The case, numbered FHC/ABJ/CS/883/2023, was brought before the Federal High Court in Abuja.

Goya Foods, a prominent producer and distributor of foods and beverages across the United States, Spanish-speaking countries, and Nigeria, seeks to enforce a longstanding consent judgment issued by the court in December 2006.

The judgment directed the Registrar to rectify the Trademarks Register to reflect Goya Foods Incorporated as the rightful owner of the “Goya Olive Oil” trademark, without any further formalities.

The lawsuit, exclusively revealed to sources, underscores Goya Foods’ determination to safeguard its intellectual property against alleged infringements.

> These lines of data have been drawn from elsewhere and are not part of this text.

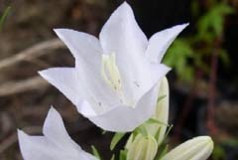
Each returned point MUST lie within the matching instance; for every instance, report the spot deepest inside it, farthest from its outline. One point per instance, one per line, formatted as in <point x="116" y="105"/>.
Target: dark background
<point x="194" y="102"/>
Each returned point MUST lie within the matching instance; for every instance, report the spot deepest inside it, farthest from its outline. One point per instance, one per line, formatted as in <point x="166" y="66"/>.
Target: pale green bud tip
<point x="198" y="148"/>
<point x="142" y="148"/>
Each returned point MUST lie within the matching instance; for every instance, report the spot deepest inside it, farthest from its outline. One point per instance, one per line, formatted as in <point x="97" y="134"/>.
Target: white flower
<point x="198" y="148"/>
<point x="115" y="80"/>
<point x="54" y="145"/>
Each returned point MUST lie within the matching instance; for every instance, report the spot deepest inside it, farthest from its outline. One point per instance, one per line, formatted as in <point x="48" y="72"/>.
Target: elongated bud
<point x="142" y="148"/>
<point x="198" y="148"/>
<point x="162" y="112"/>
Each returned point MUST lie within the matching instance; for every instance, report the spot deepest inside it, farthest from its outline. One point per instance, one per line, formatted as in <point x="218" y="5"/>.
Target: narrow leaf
<point x="116" y="138"/>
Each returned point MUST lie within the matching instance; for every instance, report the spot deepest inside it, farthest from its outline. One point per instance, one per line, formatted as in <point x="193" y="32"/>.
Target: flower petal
<point x="55" y="145"/>
<point x="121" y="35"/>
<point x="126" y="118"/>
<point x="85" y="48"/>
<point x="79" y="87"/>
<point x="198" y="148"/>
<point x="160" y="42"/>
<point x="67" y="81"/>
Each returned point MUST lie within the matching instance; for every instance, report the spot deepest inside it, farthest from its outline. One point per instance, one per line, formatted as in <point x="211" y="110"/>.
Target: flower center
<point x="111" y="75"/>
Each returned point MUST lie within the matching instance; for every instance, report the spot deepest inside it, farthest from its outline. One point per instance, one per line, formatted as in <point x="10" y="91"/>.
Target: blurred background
<point x="203" y="82"/>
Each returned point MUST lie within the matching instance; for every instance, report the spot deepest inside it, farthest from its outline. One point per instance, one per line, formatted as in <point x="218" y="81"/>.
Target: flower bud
<point x="162" y="112"/>
<point x="198" y="148"/>
<point x="142" y="148"/>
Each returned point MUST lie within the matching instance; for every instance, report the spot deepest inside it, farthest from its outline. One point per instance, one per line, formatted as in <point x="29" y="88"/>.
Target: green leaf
<point x="153" y="120"/>
<point x="95" y="152"/>
<point x="123" y="154"/>
<point x="160" y="98"/>
<point x="116" y="138"/>
<point x="4" y="16"/>
<point x="142" y="130"/>
<point x="113" y="157"/>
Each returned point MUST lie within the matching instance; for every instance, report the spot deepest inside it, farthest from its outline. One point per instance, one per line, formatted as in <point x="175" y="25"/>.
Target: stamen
<point x="111" y="74"/>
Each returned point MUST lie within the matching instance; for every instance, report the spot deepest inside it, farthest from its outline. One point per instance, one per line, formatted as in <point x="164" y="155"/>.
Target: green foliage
<point x="188" y="54"/>
<point x="177" y="57"/>
<point x="95" y="152"/>
<point x="116" y="138"/>
<point x="211" y="24"/>
<point x="218" y="153"/>
<point x="123" y="154"/>
<point x="4" y="16"/>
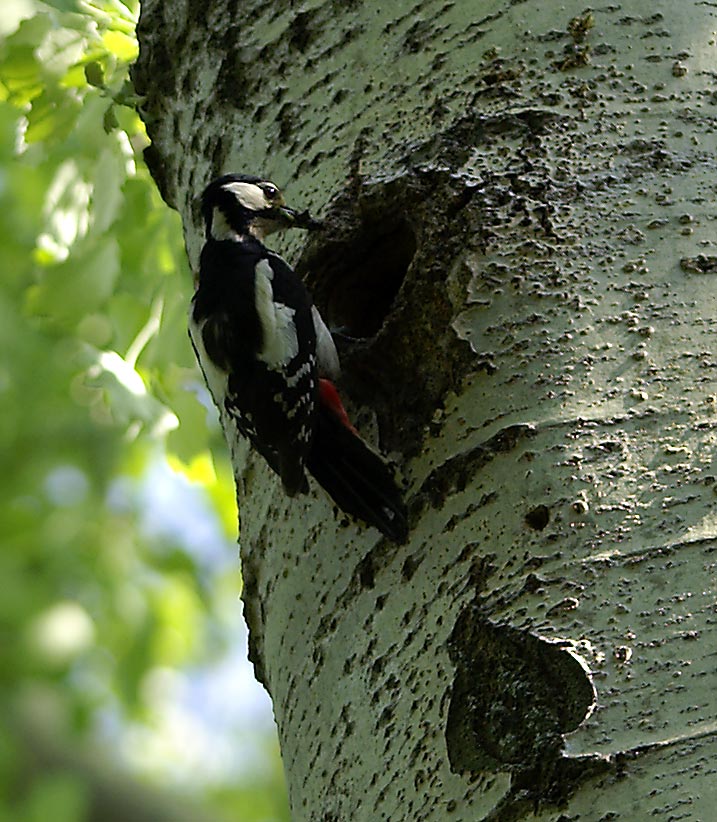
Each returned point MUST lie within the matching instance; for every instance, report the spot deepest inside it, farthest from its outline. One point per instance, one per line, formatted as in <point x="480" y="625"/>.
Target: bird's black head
<point x="237" y="204"/>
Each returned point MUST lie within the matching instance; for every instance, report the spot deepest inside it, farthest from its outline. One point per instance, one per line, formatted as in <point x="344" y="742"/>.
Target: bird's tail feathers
<point x="355" y="476"/>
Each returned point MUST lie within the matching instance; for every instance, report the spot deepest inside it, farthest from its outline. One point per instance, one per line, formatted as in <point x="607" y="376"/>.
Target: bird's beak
<point x="290" y="218"/>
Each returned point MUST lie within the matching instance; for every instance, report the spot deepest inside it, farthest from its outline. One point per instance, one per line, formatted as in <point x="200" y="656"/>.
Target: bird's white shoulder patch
<point x="216" y="379"/>
<point x="249" y="195"/>
<point x="281" y="344"/>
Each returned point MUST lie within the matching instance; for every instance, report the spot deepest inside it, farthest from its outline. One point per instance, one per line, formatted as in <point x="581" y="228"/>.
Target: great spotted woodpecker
<point x="269" y="360"/>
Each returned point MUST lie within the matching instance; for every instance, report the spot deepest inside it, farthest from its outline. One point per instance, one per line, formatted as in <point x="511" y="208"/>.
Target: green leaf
<point x="69" y="291"/>
<point x="95" y="74"/>
<point x="51" y="118"/>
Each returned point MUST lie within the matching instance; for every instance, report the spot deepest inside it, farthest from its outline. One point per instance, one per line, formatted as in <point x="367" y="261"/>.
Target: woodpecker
<point x="269" y="359"/>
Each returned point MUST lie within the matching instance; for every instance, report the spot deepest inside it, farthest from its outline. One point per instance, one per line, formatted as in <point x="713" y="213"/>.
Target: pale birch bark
<point x="521" y="223"/>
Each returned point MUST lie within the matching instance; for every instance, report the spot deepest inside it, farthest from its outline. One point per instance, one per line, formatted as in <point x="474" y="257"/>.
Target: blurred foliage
<point x="97" y="385"/>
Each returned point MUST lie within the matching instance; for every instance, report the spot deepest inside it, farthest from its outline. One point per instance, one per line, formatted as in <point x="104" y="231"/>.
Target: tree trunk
<point x="519" y="240"/>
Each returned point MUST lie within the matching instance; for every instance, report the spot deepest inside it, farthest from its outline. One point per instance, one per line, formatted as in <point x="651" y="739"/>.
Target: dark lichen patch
<point x="538" y="517"/>
<point x="514" y="697"/>
<point x="383" y="290"/>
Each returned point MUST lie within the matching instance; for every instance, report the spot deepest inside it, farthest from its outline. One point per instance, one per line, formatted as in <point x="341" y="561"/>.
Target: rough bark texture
<point x="520" y="230"/>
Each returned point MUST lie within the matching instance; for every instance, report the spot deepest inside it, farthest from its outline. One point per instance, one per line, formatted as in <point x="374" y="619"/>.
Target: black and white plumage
<point x="268" y="358"/>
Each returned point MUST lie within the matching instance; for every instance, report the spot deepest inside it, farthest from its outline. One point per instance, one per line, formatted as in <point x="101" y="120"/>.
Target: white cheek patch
<point x="281" y="344"/>
<point x="249" y="195"/>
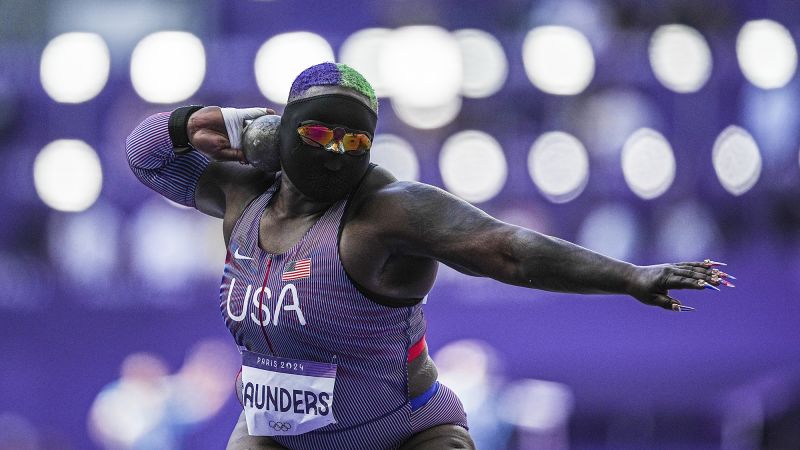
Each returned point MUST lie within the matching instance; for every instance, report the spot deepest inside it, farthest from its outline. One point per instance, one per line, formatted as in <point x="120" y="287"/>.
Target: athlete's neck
<point x="290" y="202"/>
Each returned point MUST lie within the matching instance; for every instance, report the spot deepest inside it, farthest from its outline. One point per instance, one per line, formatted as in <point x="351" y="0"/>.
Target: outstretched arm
<point x="426" y="221"/>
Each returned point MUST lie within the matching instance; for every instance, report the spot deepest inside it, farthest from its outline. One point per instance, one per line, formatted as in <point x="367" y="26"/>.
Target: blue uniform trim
<point x="420" y="400"/>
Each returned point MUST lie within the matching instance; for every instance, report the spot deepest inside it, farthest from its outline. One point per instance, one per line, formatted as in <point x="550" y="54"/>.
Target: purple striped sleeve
<point x="150" y="156"/>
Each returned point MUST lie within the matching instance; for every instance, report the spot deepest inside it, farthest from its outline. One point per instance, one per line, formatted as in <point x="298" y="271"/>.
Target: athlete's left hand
<point x="651" y="284"/>
<point x="217" y="132"/>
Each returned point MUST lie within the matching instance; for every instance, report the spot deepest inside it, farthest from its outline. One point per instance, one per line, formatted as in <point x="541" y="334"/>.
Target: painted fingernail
<point x="709" y="262"/>
<point x="680" y="308"/>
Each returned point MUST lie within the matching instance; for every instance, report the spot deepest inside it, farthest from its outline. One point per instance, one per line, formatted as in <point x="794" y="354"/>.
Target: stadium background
<point x="651" y="131"/>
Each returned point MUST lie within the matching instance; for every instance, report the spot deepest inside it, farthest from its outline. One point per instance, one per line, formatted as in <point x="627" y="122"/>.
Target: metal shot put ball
<point x="261" y="143"/>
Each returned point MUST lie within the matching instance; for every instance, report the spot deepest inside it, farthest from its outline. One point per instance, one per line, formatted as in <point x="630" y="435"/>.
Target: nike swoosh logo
<point x="238" y="256"/>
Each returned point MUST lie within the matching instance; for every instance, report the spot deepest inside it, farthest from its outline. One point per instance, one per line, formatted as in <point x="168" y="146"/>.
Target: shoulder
<point x="387" y="204"/>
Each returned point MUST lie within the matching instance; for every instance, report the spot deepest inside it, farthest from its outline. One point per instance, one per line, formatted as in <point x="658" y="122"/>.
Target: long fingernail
<point x="709" y="262"/>
<point x="680" y="308"/>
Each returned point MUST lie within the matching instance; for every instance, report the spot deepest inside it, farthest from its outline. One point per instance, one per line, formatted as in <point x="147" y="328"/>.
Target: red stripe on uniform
<point x="416" y="349"/>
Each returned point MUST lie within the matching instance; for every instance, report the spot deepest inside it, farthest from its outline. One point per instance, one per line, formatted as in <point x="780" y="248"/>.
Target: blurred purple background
<point x="128" y="273"/>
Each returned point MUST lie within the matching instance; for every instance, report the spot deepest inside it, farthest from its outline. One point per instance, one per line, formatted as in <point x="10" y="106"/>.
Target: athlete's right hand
<point x="216" y="132"/>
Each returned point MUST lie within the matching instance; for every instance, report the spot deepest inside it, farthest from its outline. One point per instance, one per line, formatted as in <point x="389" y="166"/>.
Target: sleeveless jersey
<point x="301" y="304"/>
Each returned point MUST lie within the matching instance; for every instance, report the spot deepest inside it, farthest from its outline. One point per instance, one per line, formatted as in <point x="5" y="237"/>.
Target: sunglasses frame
<point x="333" y="128"/>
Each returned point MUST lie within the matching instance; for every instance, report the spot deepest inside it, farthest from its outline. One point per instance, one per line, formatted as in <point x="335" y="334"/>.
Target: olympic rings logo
<point x="280" y="426"/>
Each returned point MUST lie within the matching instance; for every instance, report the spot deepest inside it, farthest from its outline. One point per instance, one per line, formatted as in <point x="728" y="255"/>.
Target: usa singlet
<point x="302" y="305"/>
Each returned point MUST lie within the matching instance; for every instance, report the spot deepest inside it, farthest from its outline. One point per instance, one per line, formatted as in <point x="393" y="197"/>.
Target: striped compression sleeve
<point x="150" y="155"/>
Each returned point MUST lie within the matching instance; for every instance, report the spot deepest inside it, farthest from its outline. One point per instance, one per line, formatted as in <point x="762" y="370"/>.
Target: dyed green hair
<point x="333" y="74"/>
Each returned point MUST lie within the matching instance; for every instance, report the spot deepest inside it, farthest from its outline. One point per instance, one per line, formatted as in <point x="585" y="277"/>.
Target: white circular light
<point x="558" y="60"/>
<point x="168" y="66"/>
<point x="473" y="166"/>
<point x="421" y="65"/>
<point x="67" y="175"/>
<point x="361" y="51"/>
<point x="611" y="230"/>
<point x="559" y="166"/>
<point x="767" y="53"/>
<point x="397" y="155"/>
<point x="737" y="160"/>
<point x="648" y="163"/>
<point x="680" y="58"/>
<point x="75" y="67"/>
<point x="283" y="57"/>
<point x="484" y="63"/>
<point x="428" y="118"/>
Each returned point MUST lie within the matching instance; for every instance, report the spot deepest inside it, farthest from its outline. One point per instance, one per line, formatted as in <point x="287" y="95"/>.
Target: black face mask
<point x="317" y="173"/>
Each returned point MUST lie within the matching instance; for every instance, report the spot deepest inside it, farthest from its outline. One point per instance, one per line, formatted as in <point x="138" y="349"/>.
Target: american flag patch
<point x="296" y="270"/>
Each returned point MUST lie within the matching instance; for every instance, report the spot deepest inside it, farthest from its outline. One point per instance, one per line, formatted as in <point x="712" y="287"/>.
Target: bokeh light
<point x="558" y="60"/>
<point x="767" y="53"/>
<point x="737" y="160"/>
<point x="67" y="175"/>
<point x="361" y="51"/>
<point x="648" y="163"/>
<point x="168" y="66"/>
<point x="680" y="58"/>
<point x="537" y="404"/>
<point x="397" y="155"/>
<point x="281" y="58"/>
<point x="421" y="66"/>
<point x="473" y="166"/>
<point x="484" y="63"/>
<point x="428" y="117"/>
<point x="559" y="166"/>
<point x="74" y="67"/>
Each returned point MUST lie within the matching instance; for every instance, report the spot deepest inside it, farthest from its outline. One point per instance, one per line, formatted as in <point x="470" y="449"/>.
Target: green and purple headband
<point x="333" y="74"/>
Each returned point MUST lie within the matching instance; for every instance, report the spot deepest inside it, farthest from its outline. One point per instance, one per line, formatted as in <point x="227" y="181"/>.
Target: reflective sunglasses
<point x="337" y="140"/>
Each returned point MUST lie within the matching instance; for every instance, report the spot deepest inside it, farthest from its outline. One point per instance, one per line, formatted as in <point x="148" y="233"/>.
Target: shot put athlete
<point x="329" y="257"/>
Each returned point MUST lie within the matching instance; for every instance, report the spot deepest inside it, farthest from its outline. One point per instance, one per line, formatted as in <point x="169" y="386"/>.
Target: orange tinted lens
<point x="319" y="134"/>
<point x="356" y="142"/>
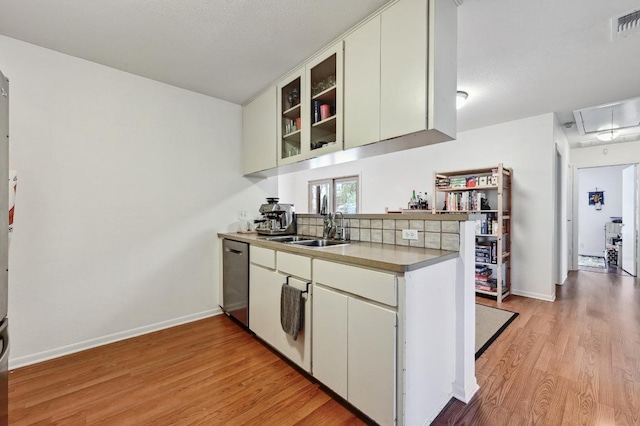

According to court documents, Goya Foods obtained the consent judgment against Chikason Industries Limited, which was accused of marketing “Goya Olive Oil” in Nigeria, thus infringing on Goya Foods’ registered trademark.

Legal counsel for Goya Foods, Ade Adedeji, SAN, emphasized the necessity of rectifying the Trademarks Register to protect their trademark interests effectively.

Despite appeals to the Registrar, the requested rectification has not been implemented, prompting Goya Foods to escalate the matter through legal channels.

The case has been adjourned to September 27, 2024, for further proceedings, highlighting the complexity and significance of trademark disputes in the global marketplace.

Goya Foods remains committed to upholding its brand integrity and securing its proprietary interests amidst the evolving landscape of international trademark law.